In the late 1990s, by which time the TAGS project had ground to a halt, the North Slope producers, led by ARCO, investigated the TAGS concept, seeking ways to drive down costs but ultimately reaching the same conclusion that others had found: There would be too much LNG chasing a small market at high cost.

“And so the producers sort of bundled up what they had around LNG in the late 1990s and sort of put it on the shelf some place,” Keithley said.

The Port Authority

But, at around the same time, the North Slope Borough, Fairbanks North Star Borough and City of Valdez formed the Alaska Gasline Port Authority, with the objective of pursuing the TAGS concept, but reducing the project costs through the use of tax exempt municipal bonds for project funding. The proposed pipeline would create a new tax base and jobs in its municipalities, the Port Authority hoped.

The Port Authority, with various partners at various times, has continued its efforts to promote its project, right up to the present day.
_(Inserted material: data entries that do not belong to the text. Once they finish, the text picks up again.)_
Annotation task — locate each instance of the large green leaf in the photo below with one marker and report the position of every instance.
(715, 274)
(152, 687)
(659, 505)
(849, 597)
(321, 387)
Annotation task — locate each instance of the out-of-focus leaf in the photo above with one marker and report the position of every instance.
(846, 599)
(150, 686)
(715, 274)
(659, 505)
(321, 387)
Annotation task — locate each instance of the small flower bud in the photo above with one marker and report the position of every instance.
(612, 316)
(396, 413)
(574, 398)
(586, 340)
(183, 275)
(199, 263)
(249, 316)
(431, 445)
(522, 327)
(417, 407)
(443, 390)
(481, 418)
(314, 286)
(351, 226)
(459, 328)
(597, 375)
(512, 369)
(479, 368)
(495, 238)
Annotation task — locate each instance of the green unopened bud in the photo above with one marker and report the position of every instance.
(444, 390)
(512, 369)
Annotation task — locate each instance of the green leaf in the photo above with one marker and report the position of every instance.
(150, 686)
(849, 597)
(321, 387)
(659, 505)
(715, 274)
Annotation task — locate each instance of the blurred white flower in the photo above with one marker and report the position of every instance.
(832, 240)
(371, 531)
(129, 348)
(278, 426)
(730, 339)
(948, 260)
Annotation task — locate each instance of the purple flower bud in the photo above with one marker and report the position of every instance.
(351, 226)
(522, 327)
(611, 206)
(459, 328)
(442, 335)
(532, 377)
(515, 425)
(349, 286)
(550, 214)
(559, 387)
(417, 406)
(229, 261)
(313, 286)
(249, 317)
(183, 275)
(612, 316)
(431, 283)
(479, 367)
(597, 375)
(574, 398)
“That effort is continuing today and is now showing up in the form of the (gubernatorial) campaign of the general counsel, executive director of the Alaska Gas line Port Authority, Bill Walker,” Keithley said.
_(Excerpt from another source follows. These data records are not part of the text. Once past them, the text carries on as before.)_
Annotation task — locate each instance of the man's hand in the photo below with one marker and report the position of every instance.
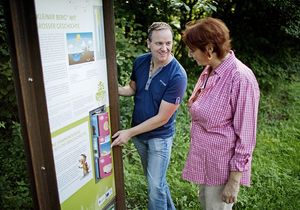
(122, 137)
(232, 187)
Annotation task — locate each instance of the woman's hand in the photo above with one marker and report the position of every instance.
(232, 187)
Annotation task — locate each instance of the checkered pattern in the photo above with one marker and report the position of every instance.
(223, 128)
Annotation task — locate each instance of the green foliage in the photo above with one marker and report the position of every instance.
(275, 168)
(14, 188)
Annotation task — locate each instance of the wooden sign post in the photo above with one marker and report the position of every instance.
(63, 57)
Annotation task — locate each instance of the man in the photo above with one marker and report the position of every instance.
(158, 83)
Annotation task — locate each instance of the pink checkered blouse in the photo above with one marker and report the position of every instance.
(224, 111)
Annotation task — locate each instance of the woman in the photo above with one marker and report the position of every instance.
(223, 108)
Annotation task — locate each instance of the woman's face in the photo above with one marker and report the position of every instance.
(200, 57)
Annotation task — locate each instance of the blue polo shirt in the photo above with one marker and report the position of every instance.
(168, 84)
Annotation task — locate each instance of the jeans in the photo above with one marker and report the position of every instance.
(155, 156)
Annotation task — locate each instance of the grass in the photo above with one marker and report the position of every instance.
(276, 159)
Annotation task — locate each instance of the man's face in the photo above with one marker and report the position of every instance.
(161, 45)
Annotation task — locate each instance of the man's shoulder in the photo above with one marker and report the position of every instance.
(178, 68)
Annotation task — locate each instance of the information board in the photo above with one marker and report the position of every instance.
(63, 59)
(74, 66)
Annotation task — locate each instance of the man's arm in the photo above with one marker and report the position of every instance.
(128, 90)
(166, 110)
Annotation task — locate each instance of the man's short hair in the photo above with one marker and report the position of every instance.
(157, 26)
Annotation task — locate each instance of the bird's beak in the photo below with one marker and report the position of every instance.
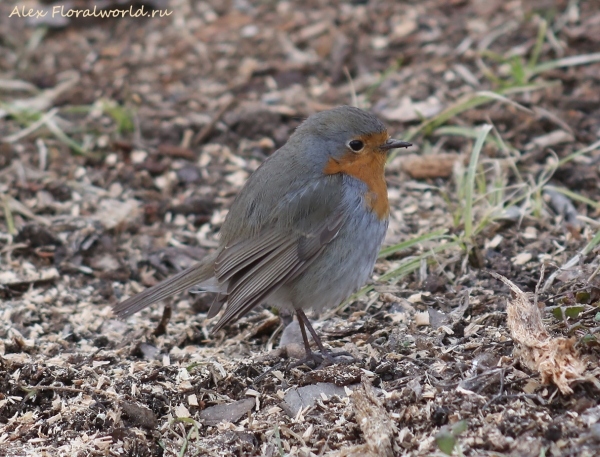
(394, 144)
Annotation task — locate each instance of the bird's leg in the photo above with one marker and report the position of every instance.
(326, 357)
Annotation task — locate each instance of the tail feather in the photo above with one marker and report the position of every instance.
(200, 272)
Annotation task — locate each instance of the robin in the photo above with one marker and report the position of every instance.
(304, 231)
And the world LNG market has changed dramatically in the past five to 10 years, with climate change and ocean acidification concerns driving China, for example, to try to move away from coal-fired power stations and instead use natural gas. New LNG terminals are coming into operation for the import of LNG on the Pacific Rim.

But, although this surge in Pacific Rim LNG demand has effectively removed the issue of Alaska LNG swamping world LNG markets, the surge in demand has been accompanied by a corresponding surge in LNG supplies from places such as Qatar, Russia and Australia. And major gas producers like Qatar enjoy the benefit of huge natural gas resources, close to tidewater and without the same level of carbon dioxide content as North Slope gas.
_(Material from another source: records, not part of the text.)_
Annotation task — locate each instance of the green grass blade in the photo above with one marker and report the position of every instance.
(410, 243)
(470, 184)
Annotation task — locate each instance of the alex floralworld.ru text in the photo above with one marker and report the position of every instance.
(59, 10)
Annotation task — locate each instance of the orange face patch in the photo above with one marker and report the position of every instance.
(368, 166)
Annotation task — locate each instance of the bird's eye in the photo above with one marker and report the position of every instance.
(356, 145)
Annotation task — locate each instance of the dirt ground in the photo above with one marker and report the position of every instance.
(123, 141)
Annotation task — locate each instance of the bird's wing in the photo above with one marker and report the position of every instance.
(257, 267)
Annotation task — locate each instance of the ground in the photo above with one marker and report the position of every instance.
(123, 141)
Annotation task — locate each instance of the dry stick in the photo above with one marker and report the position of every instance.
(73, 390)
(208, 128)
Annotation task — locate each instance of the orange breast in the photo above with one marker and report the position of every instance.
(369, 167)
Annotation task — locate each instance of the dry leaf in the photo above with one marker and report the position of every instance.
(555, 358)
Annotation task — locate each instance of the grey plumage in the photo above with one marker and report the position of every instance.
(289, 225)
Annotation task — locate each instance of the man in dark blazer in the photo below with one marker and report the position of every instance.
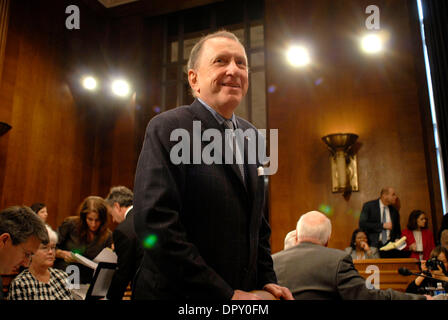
(126, 245)
(202, 225)
(380, 219)
(314, 272)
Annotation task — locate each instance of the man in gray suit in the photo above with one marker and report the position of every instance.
(202, 224)
(313, 271)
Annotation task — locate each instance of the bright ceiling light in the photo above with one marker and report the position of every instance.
(298, 56)
(372, 43)
(121, 88)
(89, 83)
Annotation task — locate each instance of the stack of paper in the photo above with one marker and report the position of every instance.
(106, 255)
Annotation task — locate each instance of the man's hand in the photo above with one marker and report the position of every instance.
(244, 295)
(278, 292)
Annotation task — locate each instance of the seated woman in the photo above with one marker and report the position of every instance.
(40, 281)
(86, 234)
(419, 239)
(420, 283)
(360, 248)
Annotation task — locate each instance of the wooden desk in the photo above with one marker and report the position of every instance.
(389, 276)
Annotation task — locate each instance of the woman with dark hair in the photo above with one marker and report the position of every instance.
(420, 283)
(360, 248)
(419, 239)
(41, 210)
(86, 234)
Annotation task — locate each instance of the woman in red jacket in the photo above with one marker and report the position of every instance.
(419, 239)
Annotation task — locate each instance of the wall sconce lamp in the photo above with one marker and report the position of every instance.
(4, 127)
(343, 161)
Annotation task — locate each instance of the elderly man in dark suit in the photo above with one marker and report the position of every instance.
(127, 247)
(313, 271)
(21, 233)
(202, 222)
(380, 219)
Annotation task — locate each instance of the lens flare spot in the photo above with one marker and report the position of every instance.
(150, 241)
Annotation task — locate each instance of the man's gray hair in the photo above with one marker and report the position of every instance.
(314, 226)
(20, 222)
(290, 240)
(120, 194)
(197, 49)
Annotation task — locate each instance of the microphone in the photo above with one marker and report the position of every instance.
(407, 272)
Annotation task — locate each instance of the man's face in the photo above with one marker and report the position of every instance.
(45, 255)
(390, 197)
(14, 256)
(93, 221)
(221, 75)
(116, 212)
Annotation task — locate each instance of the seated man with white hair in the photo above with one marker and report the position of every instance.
(312, 271)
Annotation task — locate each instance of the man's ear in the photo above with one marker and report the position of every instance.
(3, 238)
(193, 80)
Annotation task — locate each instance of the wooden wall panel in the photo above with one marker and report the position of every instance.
(343, 90)
(67, 144)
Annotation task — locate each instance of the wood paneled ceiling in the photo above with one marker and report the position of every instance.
(123, 8)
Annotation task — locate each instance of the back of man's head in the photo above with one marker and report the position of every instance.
(385, 191)
(290, 240)
(20, 222)
(120, 194)
(314, 227)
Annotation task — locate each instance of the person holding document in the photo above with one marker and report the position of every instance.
(86, 234)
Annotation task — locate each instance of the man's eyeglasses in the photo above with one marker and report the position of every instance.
(28, 255)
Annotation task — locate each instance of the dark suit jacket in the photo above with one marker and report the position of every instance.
(370, 221)
(314, 272)
(212, 236)
(130, 254)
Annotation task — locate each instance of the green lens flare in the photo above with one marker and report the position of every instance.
(150, 241)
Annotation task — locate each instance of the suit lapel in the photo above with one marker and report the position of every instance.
(208, 121)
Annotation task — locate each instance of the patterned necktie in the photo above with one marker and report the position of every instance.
(228, 124)
(384, 232)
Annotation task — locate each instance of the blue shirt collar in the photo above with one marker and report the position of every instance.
(217, 116)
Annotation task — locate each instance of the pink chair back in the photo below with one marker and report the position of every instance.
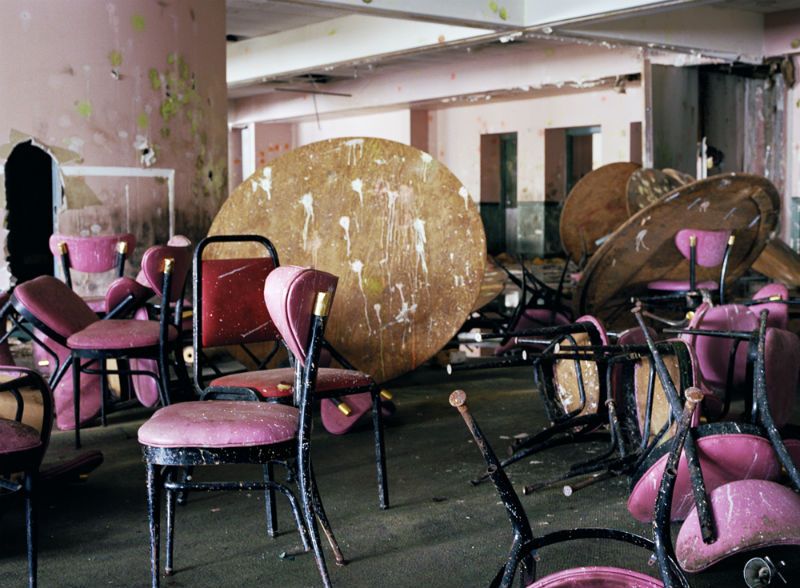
(710, 245)
(713, 353)
(93, 254)
(290, 293)
(778, 312)
(782, 362)
(153, 267)
(749, 514)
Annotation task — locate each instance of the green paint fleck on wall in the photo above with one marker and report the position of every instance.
(169, 108)
(115, 58)
(137, 22)
(155, 79)
(84, 108)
“So the big issue that’s going to be driving LNG going forward is the distance from tidewater and the ability to bring down costs,” Keithley said.

North Slope gas line

And the pendulum of interest in Alaska North Slope gas has swung back in recent years to the inland pipeline route through Canada, with TransCanada’s North Slope gas line project under AGIA, and the competing BP and ConocoPhillips’ Denali pipeline project.

But under the terms of AGIA, TransCanada must offer an option to deliver gas to Valdez for export as LNG through an offshoot from the main gas line. And if during the upcoming gas line open season TransCanada and its partner ExxonMobil accept bids for the delivery of gas to Valdez for LNG production, TransCanada would do some engineering work for the LNG option, Keithley said.

Denali has talked about an LNG option but has made no formal announcement on the topic, he said.

So, with the Port Authority still waiting in the wings, the possibility of eventually exporting North Slope gas through Valdez as LNG is still out there, a focus for those who see a gas line to Valdez as a vehicle to enable Alaskans to control the destiny of where Alaska gas is marketed.